MadMen and online ad men: Is advertising really better today?
By the time you read this, the new TV series MadMen, based on the amoral, booze-fueled doings of ad men back in that faraway year of 1960, will already have aired on AMC.
MadMen (which shares an executive producer with HBO's The Sopranos) has been highly promoted offline and online, and from the trailers I've viewed paints a picture of yesterday's ad men as ego-driven, back-stabbing liars who con clients into paying them big bucks for shoddy work.
All well and good - 1960 is a long time ago. But is today's far geekier world of online advertising much better? Advertising agencies still lie, and shoddy work is still rampant. Case in point: last Monday, I surfed over to AdWeek.com and saw a big banner advertising MadMen. I rarely click on banner ads but this time I really wanted to learn more about the show. So I clicked and was instantly transported to a blank page.
"Hmm," I thought. "There must be something wrong with my PC." So I went to another PC, navigated to AdWeek.com, and clicked on the ad again.
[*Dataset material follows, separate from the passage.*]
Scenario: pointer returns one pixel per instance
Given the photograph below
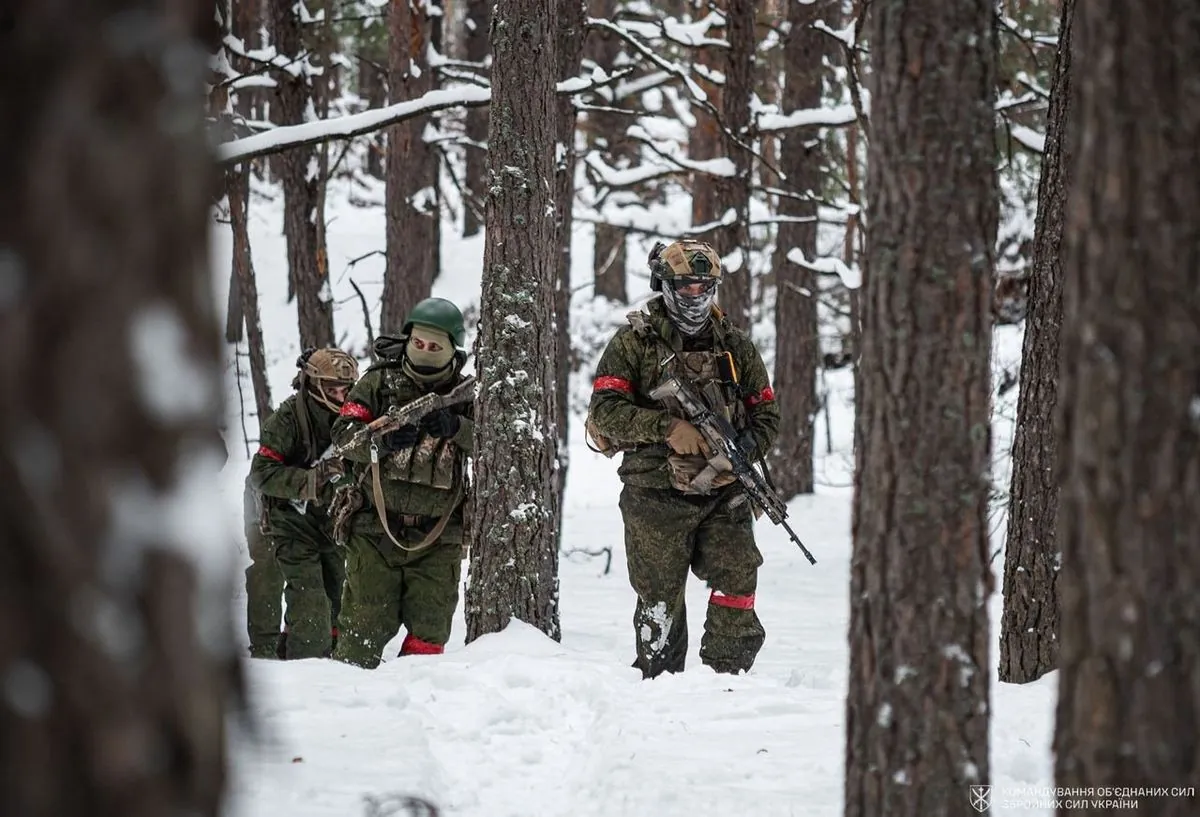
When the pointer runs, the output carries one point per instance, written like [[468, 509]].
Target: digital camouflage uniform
[[666, 530], [387, 586], [295, 481], [264, 583]]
Once again, I went to a blank screen. Then I examined the landing page code for the ad and saw that somebody from the ad agency had messed up the code. "Wow," I thought: "this is a serious error that will be fixed once somebody at the ad agency figures out that none of the clicks it's paying for are resulting in any traffic to AMC's landing page."
The next day, I went back to AdWeek.com and saw that the same MadMen banner ad was running, so I clicked it, hoping to go to AMC's site. Again, I went to a blank page. 24 hours later, nobody from the ad agency had fixed the problem. The result was that a time-sensitive campaign (the show aired last Thursday) from a highly desirable site (Adweek.com is where a lot of ad people hang out) was wrecked by a simple coding error. Incredibly, the same thing was happening over at AdAge.com: anybody clicking on the MadMen ad was transported to an empty page.
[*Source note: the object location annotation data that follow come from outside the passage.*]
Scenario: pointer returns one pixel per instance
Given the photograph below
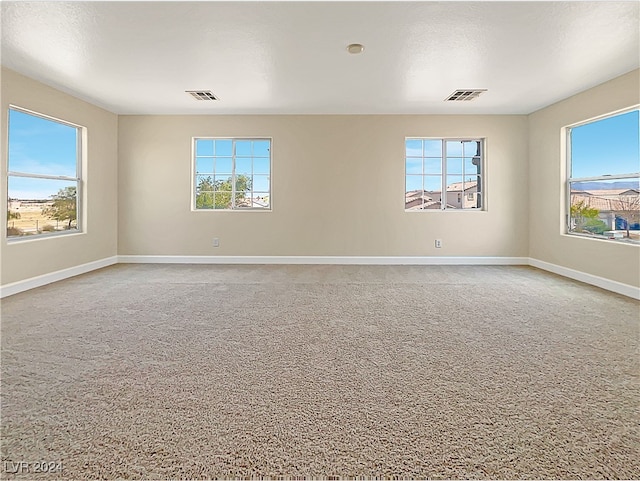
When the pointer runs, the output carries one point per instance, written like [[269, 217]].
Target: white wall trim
[[342, 260], [614, 286], [33, 282], [608, 284]]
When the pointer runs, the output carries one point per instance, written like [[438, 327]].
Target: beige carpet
[[181, 372]]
How many clicks were wasted by this botched ad? Hundreds? Thousands? It's anybody's guess. But I'm sure that once AMC learns about how badly a strategic part of its online campaign was botched, the agency responsible will be fired.
This kind of blunder should be troubling for all of us running online campaigns today. As a marketer, is it your job to baby-sit your ads to make sure that they aren't broken by whoever places them? How can you be sure that your ad agency won't be "asleep at the switch" at the most crucial moment?
Detecting and fixing broken online ad campaigns isn't rocket science: the automation system that my firm built is specifically designed to detect broken ads by de-activating low-converting campaigns and immediately notifying an account manager that something is wrong. This way, any errors in the path between ad and landing page can be fixed before they result in failed campaigns.
Automation isn't a panacea; it's just a tool that smart, vigilant account managers can use to correct problems before they become fiascos. And if AMC's agency had used this kind of automation, tiny coding errors could have been flagged before they resulted in advertising fiascos.
Think about these issues as you watch the dark doings of MadMen. Have things really improved in 47 years? Can you really trust your ad agency to execute your crucial online campaigns? Before you sign with them, grill them about the automation platform they use (if any), whether it's designed to catch campaign errors, and ask about the level of training they give to their account managers on its operation.
In this day and age, you can't afford to run online ad campaigns that fail to deliver.
(Note: as of Tuesday, July 17, 11:30 AM EST, 26 hours after first observing the broken MadMen online ad campaigns, neither the campaign running on AdAge.com nor the campaign running on AdWeek.com had been fixed).